== Screen savers? We have some solutions ==

It’s been months now since Big Media went blankly to that big screen in the sky leaving retailers high and dry with some 230 dead screens in their stores. Then there was the hope of a rescue by Eurowide Media which had bought the aforementioned from the liquidator. Too many months. And retailers are getting restless, wondering when something might happen.

Sean Prowse, who runs Coped Hall Service Station at Wooton Bassett near Swindon, got in touch to say that his screens briefly sprang to life but after a few days went back to blank. He was unable to get any firm response from Eurowide and he posed a number of interesting questions to me.

Have any retailers successfully stopped their direct debits/got out of their leases with the finance company/companies involved? Do any have a DIY solution? Are there any other companies out there offering a quicker or alternative rescue to Eurowide?

It turns out there are two positives already although I can’t include Eurowide as they seem vague on what they are actually doing at the moment. On November 12 the company said it would get back to me if it could provide me with any more information. Still nothing.

Meanwhile I called the David Taylor Group - with five signed-up sites in Wales and therefore a great deal to lose. Janine Sharpless, who had originally alerted me to Big Media’s about-to-fold situation, told me that 1) her brother Scott Taylor did indeed have a DIY solution and 2) the group had discovered an alternative supplier. Step forward Chris Worden who runs The Marketing House (0845 204 1022). He is offering what can be summed up as a ’damage limitation’ solution. He has been in advertising for 15 years and latterly spent three of them as sales manager for the Post Office selling space on those screens in sub post offices. So he has screens and expertise. Both are free. (He makes his money from the advertisers.)

He is offering two options to retailers: keep the old 14-inch Big Media screen where he can overwrite the software. He will pay you £750 a year in royalties per site. Or you can take his 20-26 inch screens, free, no maintenance fees and free upgrades, with £50 a year in royalties. It will offset your liability with your finance company and it will provide you with a great sales tool - a 10-minute loop system with four minutes devoted to your shop’s promo lines and six minutes to local business ads which Chris and his 10-strong nationwide team will sell.

Now, the DIY bit. Scott Taylor tells me: "We’re just doing PowerPoint presentations - that my 13-year-old kids are doing in schools these days - and setting them on a loop to play in store.

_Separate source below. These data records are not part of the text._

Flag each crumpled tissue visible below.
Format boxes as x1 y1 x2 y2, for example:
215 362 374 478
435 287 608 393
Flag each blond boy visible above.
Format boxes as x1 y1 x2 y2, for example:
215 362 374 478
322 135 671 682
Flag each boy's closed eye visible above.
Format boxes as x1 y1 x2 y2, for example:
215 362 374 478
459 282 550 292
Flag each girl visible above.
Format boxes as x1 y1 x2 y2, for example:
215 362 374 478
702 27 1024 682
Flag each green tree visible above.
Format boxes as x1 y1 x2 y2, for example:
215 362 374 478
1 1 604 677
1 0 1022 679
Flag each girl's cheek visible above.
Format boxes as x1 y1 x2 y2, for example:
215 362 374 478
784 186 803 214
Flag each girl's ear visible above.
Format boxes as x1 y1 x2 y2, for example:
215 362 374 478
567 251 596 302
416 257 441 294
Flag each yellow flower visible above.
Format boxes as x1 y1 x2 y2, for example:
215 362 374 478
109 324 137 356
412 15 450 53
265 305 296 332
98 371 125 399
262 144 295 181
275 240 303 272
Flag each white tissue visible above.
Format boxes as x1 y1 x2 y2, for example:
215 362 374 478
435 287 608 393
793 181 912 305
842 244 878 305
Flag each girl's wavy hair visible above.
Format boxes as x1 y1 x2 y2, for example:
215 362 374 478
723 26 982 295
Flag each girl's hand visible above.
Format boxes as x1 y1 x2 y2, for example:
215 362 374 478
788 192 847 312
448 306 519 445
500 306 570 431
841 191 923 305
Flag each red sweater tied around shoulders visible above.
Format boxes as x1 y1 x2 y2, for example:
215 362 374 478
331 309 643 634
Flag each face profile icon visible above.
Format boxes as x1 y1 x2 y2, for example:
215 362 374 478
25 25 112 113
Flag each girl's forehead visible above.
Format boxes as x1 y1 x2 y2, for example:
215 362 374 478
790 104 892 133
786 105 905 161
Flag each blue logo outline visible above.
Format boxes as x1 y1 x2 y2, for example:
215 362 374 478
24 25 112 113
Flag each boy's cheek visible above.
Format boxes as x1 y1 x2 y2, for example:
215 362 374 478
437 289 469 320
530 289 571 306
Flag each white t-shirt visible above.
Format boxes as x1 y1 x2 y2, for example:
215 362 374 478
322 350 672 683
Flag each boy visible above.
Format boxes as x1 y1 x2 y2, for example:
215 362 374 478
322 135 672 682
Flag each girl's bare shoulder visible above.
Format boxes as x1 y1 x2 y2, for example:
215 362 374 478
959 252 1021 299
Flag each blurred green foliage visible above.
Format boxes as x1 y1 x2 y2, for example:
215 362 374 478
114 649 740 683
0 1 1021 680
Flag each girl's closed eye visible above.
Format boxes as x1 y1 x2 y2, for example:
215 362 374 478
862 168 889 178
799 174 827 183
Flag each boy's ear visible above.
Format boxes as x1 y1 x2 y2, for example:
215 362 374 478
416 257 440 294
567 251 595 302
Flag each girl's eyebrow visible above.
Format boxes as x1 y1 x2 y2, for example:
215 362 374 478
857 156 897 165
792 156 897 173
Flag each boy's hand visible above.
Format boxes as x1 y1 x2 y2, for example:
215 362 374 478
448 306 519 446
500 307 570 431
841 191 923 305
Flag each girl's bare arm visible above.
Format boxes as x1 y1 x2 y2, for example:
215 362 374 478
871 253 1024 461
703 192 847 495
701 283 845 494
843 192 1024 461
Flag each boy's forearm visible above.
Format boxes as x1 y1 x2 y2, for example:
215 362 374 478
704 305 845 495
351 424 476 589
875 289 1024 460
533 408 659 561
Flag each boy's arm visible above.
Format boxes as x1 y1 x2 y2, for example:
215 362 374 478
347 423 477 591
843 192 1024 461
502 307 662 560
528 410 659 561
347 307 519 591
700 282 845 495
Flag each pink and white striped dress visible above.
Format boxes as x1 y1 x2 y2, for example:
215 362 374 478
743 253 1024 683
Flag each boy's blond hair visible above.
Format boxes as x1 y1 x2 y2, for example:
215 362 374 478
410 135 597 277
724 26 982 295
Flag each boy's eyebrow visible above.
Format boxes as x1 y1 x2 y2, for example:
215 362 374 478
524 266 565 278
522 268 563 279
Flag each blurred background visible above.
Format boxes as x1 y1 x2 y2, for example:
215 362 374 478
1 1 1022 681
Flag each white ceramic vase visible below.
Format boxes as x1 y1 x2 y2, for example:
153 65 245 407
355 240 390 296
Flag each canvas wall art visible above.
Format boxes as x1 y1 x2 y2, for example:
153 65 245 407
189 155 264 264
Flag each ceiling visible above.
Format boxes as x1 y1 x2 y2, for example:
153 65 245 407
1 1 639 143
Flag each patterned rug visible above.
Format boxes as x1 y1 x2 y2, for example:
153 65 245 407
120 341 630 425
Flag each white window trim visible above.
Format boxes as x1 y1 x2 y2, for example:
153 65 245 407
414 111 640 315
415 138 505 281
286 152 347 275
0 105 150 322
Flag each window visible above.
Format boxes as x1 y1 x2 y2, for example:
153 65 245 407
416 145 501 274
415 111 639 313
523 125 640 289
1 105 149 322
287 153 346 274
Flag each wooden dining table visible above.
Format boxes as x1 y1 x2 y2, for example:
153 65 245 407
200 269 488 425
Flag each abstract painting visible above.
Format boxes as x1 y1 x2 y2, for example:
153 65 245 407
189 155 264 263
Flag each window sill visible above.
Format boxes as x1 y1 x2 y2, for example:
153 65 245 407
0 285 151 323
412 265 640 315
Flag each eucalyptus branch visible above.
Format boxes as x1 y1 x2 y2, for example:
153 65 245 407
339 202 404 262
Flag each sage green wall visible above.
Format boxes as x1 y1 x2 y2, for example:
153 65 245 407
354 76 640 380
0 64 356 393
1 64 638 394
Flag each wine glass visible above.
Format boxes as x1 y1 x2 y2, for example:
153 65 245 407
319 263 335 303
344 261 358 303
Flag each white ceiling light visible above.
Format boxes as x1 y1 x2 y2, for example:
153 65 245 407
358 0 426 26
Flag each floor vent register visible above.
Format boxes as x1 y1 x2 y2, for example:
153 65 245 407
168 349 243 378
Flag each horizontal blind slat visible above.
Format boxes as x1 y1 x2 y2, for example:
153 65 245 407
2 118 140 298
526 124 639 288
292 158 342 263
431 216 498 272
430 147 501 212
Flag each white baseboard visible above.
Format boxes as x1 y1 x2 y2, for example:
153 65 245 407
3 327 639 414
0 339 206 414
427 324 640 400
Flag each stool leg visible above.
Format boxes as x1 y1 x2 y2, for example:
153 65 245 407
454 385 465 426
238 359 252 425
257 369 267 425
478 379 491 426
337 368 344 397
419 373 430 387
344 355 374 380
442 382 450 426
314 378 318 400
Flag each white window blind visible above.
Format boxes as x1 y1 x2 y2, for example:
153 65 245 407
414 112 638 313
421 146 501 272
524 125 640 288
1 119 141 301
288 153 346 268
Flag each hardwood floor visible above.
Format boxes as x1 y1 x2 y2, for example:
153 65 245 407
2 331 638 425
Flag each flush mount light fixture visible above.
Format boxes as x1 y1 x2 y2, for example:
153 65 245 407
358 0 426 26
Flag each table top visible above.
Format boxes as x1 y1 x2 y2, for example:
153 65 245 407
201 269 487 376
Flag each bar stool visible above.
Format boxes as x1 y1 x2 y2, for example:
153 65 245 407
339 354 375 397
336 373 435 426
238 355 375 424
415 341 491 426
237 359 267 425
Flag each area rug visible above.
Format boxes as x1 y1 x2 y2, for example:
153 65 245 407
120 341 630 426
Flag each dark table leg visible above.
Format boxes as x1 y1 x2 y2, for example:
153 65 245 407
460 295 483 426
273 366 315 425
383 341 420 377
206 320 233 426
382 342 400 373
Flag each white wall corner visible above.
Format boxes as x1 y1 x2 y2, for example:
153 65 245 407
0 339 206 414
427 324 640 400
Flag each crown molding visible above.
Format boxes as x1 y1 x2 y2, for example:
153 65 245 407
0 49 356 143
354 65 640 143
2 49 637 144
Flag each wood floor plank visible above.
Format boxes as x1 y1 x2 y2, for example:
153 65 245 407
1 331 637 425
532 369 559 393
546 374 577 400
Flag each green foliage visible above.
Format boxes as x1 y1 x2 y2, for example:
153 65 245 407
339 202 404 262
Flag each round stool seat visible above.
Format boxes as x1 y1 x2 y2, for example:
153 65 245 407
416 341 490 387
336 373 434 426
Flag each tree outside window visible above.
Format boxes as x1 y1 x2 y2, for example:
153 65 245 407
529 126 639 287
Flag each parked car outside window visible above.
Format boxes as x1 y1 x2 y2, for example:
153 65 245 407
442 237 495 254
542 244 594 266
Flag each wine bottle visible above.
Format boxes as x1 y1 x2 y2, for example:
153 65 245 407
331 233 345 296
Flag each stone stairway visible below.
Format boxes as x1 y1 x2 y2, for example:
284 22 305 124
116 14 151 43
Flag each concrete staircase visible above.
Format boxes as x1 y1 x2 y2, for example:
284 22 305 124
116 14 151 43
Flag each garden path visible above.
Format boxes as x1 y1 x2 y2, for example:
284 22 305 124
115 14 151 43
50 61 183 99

We feature the hot food special offers and CCTV footage of drive-offs asking ’do you recognise this person’?"

== A really impressive performance ==

You guys running forecourts have more chutzpah than the rest of retailing put together. Mike Andrews wrote from Maiden Newton Service Station in Dorchester: "I have a Spar convenience store with filling station and workshops. Some two-to-three years ago in came the Performing Rights Society. I was playing Spar radio, oblivious to the fact that a performing rights licence was required. I was told I would have to get a licence if I wished to continue. This was followed by a letter a few weeks later reiterating this. I cut up the dedicated card Spar uses, sent it to them and told them to stick it where the sun doesn’t shine, and that I had no intention of sending them £350 of which the actual performer would be lucky to receive 1p in the pound, with the rest being swallowed in administration. That, I thought, would be the end of it."

But it wasn’t because he was further pestered through the post telling him if he played music in the workshop he may require a licence.

"At this point," he adds, "I thought I would ring them, and I was asked several times for my postcode. This I refused as I certainly wasn’t going to reveal my whereabouts so that they could come and hound me further." They asked him how many people were in the workshop, and when he said two he was told that he would need a performing rights licence as there was more than one person. He asked them that if a customer asks him to fit a new music system is he supposed to refuse, as tuning it in will mean that it will be within the earshot of more than one person neither of whom has a licence.

"After the errs and the umms the reply was that might be alright. I followed this up with the fact that every car usually carries more than one person in it. Why don’t they need a licence? The answer was that that was different. What’s different? Still two people listening to music."

He is regularly still getting letters from the PRS asking him to ring them on an 0870 premium number to establish whether he needs a licence. "What an absolute cheek," he concludes.